La mayor parte de la comunicación humana tiene que ver con el lenguaje corporal, especialmente con los gestos faciales. Cada vez que vemos la cara de alguien, obtenemos una gran cantidad de información sin mucho esfuerzo: su edad, género, raza, expresión e incluso su estado de ánimo.

Así, estamos programados biológicamente para el reconocimiento facial, ya que eso nos permite establecer interacciones con nuestros pares. Sin embargo, hasta ahora, la comprensión de este mecanismo era prácticamente un misterio.

Ahora, gracias a una investigación reciente, se sabe que inclinar la cara 45 grados podría facilitar el contacto visual y la interpretación de los gestos faciales. Esto podría ayudar a las personas que tienen déficits en esta capacidad, como las personas con autismo.

Rotar la cara puede favorecer mejores interacciones sociales

El ser humano es una especie social. Por tanto, estamos dotados para recibir información de los demás gracias a sus gestos faciales y al reconocimiento de las señales paraverbales. Un aspecto de suma importancia en este tema es el contacto visual.

Cuando las personas son incapaces de establecer contacto visual, les resulta sumamente difícil procesar sus gestos faciales, lo que representa una gran desventaja social. Asimismo, estas personas suelen percibirse como desinteresadas o distraídas, lo que entorpece las interacciones sociales.

Al respecto, diversas investigaciones han demostrado que las personas se centran en el lado izquierdo de la cara de aquellos con los que interactúan. Esto se debe a que el hemisferio derecho del cerebro es el encargado del procesamiento visual.

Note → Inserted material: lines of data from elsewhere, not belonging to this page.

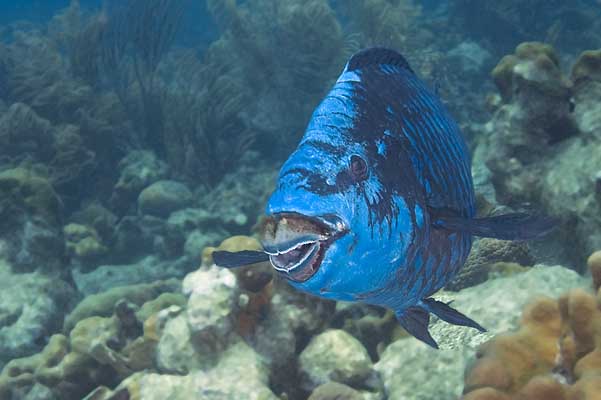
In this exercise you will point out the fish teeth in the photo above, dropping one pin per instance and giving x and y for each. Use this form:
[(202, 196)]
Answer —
[(297, 264), (295, 246)]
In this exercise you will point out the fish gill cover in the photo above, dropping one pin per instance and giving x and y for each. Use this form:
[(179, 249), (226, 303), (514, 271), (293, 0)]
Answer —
[(139, 137)]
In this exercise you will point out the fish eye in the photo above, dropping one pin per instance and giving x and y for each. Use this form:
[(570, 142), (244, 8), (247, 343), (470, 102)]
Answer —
[(358, 168)]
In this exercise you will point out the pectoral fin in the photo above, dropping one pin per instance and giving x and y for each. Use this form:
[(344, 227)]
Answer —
[(515, 226), (228, 259), (415, 321), (450, 315)]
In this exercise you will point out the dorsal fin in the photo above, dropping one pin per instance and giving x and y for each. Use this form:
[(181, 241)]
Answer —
[(377, 56)]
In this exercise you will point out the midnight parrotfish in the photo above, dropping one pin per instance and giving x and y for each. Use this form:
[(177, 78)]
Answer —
[(376, 204)]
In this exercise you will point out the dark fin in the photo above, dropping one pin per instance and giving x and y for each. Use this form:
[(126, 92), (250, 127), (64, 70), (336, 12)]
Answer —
[(515, 226), (227, 259), (377, 56), (450, 315), (415, 320)]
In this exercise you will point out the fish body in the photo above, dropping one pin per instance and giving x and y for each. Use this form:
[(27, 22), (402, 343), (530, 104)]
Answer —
[(377, 203)]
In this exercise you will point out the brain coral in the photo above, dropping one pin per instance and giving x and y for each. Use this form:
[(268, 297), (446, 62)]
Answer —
[(555, 355)]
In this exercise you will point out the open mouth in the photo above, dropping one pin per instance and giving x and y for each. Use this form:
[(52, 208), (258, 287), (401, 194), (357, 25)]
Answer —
[(296, 244)]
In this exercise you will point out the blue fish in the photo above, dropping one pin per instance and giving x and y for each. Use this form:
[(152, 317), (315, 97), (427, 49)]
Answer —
[(376, 204)]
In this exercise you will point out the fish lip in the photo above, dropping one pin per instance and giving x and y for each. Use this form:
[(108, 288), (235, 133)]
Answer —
[(315, 246)]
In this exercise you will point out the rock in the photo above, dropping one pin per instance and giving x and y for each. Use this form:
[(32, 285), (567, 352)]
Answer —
[(334, 356), (83, 244), (213, 295), (23, 131), (139, 169), (485, 253), (193, 339), (239, 361), (103, 304), (587, 67), (32, 307), (335, 391), (495, 304), (136, 236), (233, 244), (164, 197), (471, 57), (31, 215), (290, 318), (147, 270), (568, 191)]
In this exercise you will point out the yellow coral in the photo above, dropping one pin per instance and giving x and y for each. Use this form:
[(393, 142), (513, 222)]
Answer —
[(555, 335)]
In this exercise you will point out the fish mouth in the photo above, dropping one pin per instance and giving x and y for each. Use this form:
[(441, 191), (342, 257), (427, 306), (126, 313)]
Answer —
[(296, 243)]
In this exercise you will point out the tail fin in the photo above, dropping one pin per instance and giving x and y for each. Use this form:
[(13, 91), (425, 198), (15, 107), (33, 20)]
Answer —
[(515, 226)]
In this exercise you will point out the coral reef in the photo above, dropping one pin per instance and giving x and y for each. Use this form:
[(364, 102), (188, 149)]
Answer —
[(553, 355), (131, 148), (31, 212), (552, 162), (32, 307), (489, 257), (496, 304)]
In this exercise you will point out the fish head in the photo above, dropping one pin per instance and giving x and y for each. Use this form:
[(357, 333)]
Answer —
[(335, 225)]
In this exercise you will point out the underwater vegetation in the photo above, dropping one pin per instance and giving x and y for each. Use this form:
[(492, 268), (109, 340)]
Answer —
[(131, 150)]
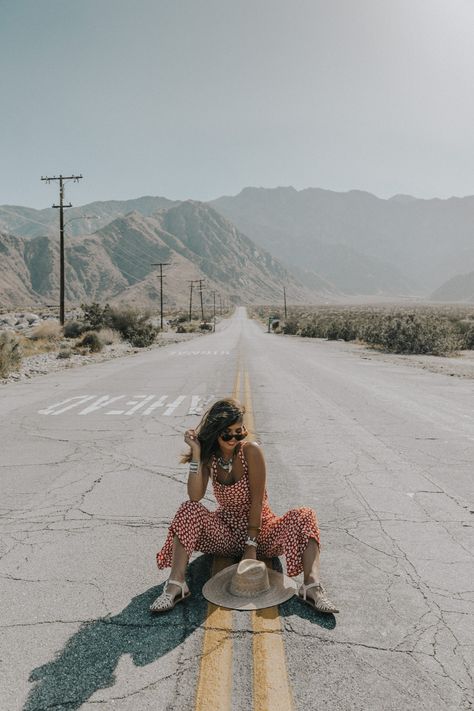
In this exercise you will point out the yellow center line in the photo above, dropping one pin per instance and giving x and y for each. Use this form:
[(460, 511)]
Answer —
[(271, 686), (214, 688)]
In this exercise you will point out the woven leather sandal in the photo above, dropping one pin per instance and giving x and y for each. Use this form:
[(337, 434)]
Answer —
[(322, 603), (166, 601)]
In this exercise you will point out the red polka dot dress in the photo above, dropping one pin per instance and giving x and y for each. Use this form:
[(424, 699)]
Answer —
[(224, 531)]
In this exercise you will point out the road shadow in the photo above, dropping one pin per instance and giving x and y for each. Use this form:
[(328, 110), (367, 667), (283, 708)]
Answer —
[(89, 659)]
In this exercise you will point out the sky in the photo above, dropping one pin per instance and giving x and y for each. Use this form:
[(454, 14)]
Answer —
[(201, 98)]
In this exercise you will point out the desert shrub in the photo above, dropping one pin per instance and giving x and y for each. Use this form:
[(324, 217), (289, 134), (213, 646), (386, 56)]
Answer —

Adicionalmente, se ha observado que a las personas les resulta sumamente difícil interpretar los gestos de una cara que se encuentra al revés o cuando se encuentra rotada. A fin de investigar esto, un equipo de científicos empleó tecnología de seguimiento ocular mientras exponían a los participantes de un estudio a fotografías de caras con diferentes grados de inclinación.

De esta forma, se descubrió que el sesgo de mirar el lado izquierdo de la cara se desvanecía cuando el rostro se inclinaba unos 11 grados fuera del centro. Cuando esto ocurre, el foco de atención pasa hacia el ojo superior de la cara que se observa; es decir, el ojo que se encuentra más arriba.

Estos resultados pueden mejorar las interacciones sociales de las personas con autismo

Usar este truco puede favorecer una mejor comunicación entre las personas.

Tras llevar a cabo el experimento, los investigadores descubrieron que al rotar las caras, las personas cambian el foco de atención desde el lado izquierdo del rostro hacia el ojo que se encuentra en una posición superior.

Esto ocurre a partir de una rotación de 11 grados y alcanza su punto de máxima potencia cuando la rotación es de 45 grados. Al ocurrir esto, a las personas les resulta más sencillo interpretar los gestos faciales de la persona con la que interactúan. Por su parte, cuando la rotación alcanza los 90 grados, la comprensión de las expresiones faciales se entorpece significativamente.

Sobre esto, los investigadores explican que la inclinación de la cara hace que las personas se centren en los ojos del otro, por lo que les perciben más accesibles y menos amenazadores. Esto facilita las interacciones sociales.

Finalmente, se plantea que estos resultados pueden tener implicaciones terapéuticas para las personas que tienen dificultades para la interpretación de los gestos faciales, como las personas con autismo.

En este sentido, los investigadores se han propuesto determinar si las personas con esta condición se sienten más cómodas al interactuar con imágenes de rostros rotados y si esta inclinación favorece una mejor comprensión de las expresiones faciales.